Оказывается, в этом чуме обитает четыре семьи не от хорошей жизни. Чтобы установить четыре отдельных жилища, нужно выделать много оленьих шкур для внутреннего покрытия, а столько оленей у этих бедных семей отродясь не было. Да ещё и дикие звери постоянно покушаются на поголовье.
– Несчастные мы, – сетовала старая шаманка, – а всё оттого, что отвернулся от нас Хозяин оленей, когда Нуатувий разглядел его лицо.
Как оказалось, речь идёт о сгорбившемся мужчине, что не покинул чум вместе с другими охотниками, а так и остался сидеть на циновке возле занавески их оленьих шкур.
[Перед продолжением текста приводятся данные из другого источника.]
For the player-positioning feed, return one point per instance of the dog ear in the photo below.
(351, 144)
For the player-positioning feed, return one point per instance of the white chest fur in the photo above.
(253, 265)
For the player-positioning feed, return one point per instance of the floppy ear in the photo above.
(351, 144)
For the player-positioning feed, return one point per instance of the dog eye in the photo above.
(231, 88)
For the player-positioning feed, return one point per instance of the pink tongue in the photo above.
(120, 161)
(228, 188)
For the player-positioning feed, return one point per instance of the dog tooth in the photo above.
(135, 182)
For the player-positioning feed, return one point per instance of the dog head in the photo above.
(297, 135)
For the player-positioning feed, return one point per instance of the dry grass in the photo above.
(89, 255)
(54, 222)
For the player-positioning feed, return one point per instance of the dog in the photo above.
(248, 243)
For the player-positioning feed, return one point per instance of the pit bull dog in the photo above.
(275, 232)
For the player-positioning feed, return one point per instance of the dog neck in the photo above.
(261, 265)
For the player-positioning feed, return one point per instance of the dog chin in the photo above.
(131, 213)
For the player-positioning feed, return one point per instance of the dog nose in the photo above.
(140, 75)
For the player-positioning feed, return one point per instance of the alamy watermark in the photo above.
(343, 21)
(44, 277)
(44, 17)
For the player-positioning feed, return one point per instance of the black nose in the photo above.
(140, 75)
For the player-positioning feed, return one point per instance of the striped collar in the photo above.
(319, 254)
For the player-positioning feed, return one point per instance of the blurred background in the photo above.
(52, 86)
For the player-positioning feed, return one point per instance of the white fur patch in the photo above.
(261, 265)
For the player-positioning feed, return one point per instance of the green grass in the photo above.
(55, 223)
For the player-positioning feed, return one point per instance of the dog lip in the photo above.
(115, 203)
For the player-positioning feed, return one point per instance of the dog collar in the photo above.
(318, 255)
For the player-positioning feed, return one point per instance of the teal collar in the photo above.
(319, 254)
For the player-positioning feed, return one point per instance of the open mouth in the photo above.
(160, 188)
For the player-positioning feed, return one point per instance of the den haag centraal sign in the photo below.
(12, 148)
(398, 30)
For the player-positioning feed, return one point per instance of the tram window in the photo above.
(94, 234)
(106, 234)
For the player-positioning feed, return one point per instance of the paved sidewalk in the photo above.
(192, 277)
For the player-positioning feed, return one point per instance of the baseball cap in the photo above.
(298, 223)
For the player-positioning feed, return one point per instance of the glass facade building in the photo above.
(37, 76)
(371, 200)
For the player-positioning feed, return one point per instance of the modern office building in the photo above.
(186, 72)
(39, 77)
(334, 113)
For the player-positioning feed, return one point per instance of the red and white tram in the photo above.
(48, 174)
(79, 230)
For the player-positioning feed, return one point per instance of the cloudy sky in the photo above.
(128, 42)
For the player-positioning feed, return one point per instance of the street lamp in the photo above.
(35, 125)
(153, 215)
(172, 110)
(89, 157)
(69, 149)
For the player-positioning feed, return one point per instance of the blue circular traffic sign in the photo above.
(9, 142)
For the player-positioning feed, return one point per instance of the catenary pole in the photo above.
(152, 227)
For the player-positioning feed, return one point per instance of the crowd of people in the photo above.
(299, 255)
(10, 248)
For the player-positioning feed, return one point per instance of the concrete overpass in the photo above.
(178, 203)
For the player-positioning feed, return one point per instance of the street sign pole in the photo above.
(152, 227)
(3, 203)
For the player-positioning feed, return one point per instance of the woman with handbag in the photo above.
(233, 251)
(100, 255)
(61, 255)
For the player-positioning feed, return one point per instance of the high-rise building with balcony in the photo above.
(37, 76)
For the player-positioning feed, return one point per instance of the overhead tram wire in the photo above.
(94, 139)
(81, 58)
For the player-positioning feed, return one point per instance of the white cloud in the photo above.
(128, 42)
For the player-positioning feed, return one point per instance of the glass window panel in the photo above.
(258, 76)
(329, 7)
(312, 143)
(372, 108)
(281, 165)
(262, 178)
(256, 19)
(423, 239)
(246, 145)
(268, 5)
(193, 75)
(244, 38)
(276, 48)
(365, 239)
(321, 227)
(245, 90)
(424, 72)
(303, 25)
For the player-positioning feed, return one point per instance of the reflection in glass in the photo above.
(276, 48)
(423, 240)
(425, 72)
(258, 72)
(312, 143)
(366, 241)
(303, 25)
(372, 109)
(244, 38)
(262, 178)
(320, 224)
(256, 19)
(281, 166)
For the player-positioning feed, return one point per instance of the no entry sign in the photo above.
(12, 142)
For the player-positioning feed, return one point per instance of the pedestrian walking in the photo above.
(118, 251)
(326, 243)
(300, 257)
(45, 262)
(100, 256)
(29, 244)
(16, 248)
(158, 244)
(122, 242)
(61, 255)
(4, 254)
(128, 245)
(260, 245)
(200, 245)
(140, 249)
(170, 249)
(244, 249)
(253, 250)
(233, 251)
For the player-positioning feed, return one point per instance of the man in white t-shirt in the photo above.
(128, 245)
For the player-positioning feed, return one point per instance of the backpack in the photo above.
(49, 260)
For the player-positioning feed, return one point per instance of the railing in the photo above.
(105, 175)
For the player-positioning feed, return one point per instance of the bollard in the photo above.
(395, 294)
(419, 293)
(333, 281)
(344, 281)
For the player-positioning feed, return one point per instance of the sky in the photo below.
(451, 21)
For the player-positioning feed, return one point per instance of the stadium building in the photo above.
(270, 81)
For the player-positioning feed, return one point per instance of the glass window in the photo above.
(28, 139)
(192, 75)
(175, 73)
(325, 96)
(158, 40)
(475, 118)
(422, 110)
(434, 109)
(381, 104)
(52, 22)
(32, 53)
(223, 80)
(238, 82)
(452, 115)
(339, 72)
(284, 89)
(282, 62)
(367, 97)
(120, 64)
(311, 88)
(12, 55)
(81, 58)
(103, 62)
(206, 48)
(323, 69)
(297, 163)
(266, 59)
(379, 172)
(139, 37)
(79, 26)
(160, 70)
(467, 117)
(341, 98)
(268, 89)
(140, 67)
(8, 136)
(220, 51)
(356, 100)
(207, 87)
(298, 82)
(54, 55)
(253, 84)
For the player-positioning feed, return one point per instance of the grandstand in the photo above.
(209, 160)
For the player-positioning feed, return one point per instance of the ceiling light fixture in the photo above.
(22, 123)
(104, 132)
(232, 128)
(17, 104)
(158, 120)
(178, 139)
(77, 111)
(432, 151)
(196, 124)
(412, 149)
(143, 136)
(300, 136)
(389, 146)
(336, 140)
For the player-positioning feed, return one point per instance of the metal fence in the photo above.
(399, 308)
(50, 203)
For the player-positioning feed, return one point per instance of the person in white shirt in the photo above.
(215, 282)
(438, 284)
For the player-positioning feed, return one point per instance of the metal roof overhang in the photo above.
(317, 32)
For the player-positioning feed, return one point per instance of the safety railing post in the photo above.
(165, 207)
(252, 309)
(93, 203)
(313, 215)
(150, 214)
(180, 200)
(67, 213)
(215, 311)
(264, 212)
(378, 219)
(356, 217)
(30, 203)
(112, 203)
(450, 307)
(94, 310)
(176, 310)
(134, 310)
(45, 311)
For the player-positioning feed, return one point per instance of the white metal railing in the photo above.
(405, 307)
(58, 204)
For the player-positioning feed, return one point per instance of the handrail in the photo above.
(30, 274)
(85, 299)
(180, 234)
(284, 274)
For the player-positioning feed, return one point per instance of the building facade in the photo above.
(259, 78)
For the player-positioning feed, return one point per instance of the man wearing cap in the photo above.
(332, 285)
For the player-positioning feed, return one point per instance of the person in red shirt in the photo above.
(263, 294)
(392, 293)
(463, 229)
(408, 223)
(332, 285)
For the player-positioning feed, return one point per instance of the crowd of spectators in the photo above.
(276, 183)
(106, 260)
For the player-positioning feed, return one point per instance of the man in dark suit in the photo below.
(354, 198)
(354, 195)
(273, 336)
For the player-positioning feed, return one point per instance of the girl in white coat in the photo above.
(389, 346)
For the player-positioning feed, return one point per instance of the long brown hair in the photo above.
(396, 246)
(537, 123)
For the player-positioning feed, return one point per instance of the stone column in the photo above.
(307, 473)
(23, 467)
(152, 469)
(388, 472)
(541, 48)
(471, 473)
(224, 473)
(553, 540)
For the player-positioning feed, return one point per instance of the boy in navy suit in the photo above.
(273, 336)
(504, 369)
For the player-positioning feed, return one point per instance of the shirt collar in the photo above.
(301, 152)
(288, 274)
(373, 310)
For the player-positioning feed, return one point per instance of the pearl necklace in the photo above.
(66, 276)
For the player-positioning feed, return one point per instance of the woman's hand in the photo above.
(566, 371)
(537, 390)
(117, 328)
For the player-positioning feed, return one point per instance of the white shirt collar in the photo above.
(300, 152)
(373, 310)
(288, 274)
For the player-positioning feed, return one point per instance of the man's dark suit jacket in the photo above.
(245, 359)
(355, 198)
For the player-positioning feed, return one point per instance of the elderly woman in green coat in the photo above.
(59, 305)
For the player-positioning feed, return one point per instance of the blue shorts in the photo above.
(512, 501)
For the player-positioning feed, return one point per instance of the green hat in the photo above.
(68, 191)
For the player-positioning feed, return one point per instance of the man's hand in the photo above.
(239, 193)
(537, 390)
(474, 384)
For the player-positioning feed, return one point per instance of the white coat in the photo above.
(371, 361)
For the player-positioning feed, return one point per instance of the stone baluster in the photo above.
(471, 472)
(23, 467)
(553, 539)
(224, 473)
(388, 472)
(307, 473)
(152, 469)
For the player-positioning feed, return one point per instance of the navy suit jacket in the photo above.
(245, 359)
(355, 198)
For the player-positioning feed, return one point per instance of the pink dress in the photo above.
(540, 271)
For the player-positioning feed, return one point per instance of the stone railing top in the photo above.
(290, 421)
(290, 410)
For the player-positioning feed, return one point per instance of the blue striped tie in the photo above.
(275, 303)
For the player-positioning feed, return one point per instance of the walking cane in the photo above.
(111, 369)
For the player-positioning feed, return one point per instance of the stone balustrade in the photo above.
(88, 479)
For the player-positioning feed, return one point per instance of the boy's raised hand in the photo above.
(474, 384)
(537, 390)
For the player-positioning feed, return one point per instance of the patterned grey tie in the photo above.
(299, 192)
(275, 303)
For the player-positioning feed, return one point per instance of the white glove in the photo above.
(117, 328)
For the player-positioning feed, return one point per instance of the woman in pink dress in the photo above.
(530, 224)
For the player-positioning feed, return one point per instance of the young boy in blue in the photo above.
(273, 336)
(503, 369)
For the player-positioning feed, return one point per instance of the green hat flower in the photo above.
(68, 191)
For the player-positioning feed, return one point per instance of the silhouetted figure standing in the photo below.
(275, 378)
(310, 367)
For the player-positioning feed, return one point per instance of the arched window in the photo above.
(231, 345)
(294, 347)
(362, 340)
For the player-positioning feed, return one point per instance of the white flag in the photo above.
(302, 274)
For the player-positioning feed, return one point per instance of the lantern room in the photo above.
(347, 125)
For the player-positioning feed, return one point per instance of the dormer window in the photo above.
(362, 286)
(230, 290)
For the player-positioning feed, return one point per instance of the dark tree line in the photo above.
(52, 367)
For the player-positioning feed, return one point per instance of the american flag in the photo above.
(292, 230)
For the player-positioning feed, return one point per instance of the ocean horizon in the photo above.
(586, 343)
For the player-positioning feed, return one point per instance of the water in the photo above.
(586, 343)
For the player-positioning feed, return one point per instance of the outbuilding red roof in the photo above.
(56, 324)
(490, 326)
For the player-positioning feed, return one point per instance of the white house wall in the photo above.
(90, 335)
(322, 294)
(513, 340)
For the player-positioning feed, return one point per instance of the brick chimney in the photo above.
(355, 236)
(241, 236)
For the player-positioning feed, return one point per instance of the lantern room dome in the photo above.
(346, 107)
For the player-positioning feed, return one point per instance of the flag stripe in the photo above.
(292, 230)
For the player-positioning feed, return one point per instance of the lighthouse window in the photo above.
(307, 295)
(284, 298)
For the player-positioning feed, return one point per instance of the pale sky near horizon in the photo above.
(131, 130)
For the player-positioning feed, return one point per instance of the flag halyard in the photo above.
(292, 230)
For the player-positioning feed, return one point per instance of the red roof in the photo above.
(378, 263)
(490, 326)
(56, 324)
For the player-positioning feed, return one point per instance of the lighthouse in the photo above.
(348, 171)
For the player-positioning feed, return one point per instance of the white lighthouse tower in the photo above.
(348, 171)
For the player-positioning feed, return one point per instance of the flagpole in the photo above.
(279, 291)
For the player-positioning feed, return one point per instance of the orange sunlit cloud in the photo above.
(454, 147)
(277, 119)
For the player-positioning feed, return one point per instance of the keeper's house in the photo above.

Этот страдалец, по мнению шаманки, лет десять назад накликал беду на всех жителей поселения, когда отправился в лес искать сбежавшую важенку, а вместо неё встретил там высокого старика с белой бородой и в белых оленьих шкурах. Нуатувий принялся допытываться у старика, не видел ли он его важенку, а тот всё отворачивался и будто не хотел отвечать. Нуатувий заподозрил, что старик сам похитил важенку, и принялся донимать его неудобными расспросами дальше, да ещё и начал преследовать, когда молчаливый старик пожелал уйти вглубь леса.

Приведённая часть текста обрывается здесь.